Blog

Tax on financial transactions needed

By: John Karebian, executive director of the Michigan Nurses Association
Lansing State Journal
Nov. 22, 2011

Supercommittee could have used this to solve budget, deficit woes

The only thing politicians seemed to agree on about the debt-reduction supercommittee was that "everything is on the table."

If that were true, though, these leaders, including Michigan's Fred Upton and Dave Camp, would have considered a solution that works for the 99 percent and makes the 1 percent pay their fair share.

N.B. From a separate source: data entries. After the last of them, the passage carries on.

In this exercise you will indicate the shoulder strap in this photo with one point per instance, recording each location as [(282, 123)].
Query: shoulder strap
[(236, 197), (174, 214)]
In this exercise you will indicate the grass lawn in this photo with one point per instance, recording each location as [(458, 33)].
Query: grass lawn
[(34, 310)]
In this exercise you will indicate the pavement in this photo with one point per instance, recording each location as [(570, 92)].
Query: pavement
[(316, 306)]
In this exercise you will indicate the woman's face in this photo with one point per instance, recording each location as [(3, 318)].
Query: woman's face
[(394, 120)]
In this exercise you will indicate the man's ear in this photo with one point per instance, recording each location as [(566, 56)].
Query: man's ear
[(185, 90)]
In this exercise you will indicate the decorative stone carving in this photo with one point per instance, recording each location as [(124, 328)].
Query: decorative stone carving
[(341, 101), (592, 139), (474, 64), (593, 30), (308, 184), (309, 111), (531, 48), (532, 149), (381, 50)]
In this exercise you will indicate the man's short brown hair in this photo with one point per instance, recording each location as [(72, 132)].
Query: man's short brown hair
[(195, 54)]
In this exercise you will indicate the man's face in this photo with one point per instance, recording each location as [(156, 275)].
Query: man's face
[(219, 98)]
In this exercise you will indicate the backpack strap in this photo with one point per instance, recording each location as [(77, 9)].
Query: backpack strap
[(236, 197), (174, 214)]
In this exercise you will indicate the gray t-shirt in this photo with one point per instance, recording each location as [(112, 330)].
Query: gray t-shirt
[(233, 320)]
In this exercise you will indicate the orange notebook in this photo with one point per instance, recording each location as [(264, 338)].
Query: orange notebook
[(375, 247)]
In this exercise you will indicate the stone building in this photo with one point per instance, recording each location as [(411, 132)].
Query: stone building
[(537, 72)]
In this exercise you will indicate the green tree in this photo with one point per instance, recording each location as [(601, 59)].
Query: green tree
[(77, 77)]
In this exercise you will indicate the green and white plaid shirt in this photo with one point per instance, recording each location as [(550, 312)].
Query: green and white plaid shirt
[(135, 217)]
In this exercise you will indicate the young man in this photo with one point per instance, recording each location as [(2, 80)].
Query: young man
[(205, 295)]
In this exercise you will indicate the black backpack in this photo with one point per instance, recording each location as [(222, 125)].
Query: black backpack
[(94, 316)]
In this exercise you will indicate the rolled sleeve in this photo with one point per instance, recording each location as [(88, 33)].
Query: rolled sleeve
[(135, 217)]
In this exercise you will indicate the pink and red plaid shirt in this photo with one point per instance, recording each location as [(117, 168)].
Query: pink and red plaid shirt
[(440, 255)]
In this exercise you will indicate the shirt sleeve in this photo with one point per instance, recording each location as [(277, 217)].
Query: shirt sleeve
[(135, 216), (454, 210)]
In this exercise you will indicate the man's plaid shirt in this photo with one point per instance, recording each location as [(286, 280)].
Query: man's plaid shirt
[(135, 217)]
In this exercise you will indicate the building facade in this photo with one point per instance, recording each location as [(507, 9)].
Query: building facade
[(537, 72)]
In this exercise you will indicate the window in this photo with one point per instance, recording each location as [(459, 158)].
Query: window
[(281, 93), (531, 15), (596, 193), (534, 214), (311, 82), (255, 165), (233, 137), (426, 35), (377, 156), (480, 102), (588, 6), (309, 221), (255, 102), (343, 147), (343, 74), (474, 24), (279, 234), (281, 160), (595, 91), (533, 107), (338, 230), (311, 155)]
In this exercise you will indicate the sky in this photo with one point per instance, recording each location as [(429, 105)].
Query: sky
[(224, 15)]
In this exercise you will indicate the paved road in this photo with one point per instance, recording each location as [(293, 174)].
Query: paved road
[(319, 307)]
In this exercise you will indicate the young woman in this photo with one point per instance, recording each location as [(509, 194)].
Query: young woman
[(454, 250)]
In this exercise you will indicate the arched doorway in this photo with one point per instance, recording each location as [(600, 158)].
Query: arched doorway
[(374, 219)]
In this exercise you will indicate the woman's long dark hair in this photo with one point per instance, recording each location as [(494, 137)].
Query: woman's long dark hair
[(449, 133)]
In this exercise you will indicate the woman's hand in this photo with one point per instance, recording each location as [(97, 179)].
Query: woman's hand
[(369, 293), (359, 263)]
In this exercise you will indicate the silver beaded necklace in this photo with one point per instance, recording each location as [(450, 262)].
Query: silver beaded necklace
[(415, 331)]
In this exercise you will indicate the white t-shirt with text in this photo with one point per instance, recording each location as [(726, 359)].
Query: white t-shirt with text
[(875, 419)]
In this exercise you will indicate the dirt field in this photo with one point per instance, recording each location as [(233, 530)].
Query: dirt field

That solution is a financial transaction tax - a minuscule fee on Wall Street trading that's used effectively in more than 40 countries, including those in the world's seven fastest-growing financial markets.

As tireless advocates for their patients at the bedside and beyond, Michigan nurses have pushed this solution to support America's workers and families who are struggling while corporations collect record profits at their expense.

A tax of less than one percent on activities like stock trades and derivative sales could raise up to $350 billion to immediately put people to work and protect essential safety net programs like Medicare, Medicaid and Social Security.

The tax would target the big banks and Wall Street traders who gambled with Americans' mortgages and pensions and crashed our economy. It would also discourage excessive speculation, the main cause of the 2008 crash.

Our country is in this mess because politicians sold out working men and women to reckless banks and Wall Street gamblers whose unchecked greed threw us into a recession. Then they gave those corporations trillions in taxpayer bailouts to support the richest powerful Americans, leaving Michigan mired in double-digit unemployment, foreclosures, and rising poverty.

Michigan's nurses see the human suffering that this ongoing economic crisis has caused every day in their patients' lives. They've called on Congress to rebuild our country by supporting our Main Street Contract for the American People. The contract focuses on jobs at living wages; quality education; guaranteed health care; secure retirement; good housing and protection from hunger; a safe and healthy environment; and a just taxation system where corporations and the wealthy pay their fair share - including the financial transaction tax.
 
The U.S. had a financial transaction tax for decades, up to 1966, and many have tried to bring it back. It's no surprise that they find little support in Washington, where the corporations and CEOs who write campaign checks have more say than ordinary working Americans.

Rep. Camp, for example, is pushing to cut corporate taxes, although dozens of profitable multibillion-dollar corporations go years without paying a dollar in taxes, yet still pay their CEOs huge bonuses and donate plenty to politicians.

No, without a tax on Wall Street, "everything" has not been on the table - especially not the values of the 99 percent, including accountability, taking care of each other and paying one's fair share.

The window has closed for the supercommittee to heal our nation's broken priorities and create an economy that works for everyone.

The doors are wide open now, though, for citizens to demand louder than ever that our leaders stop protecting their campaign donors on Wall Street and start supporting our workers and families on Main Street.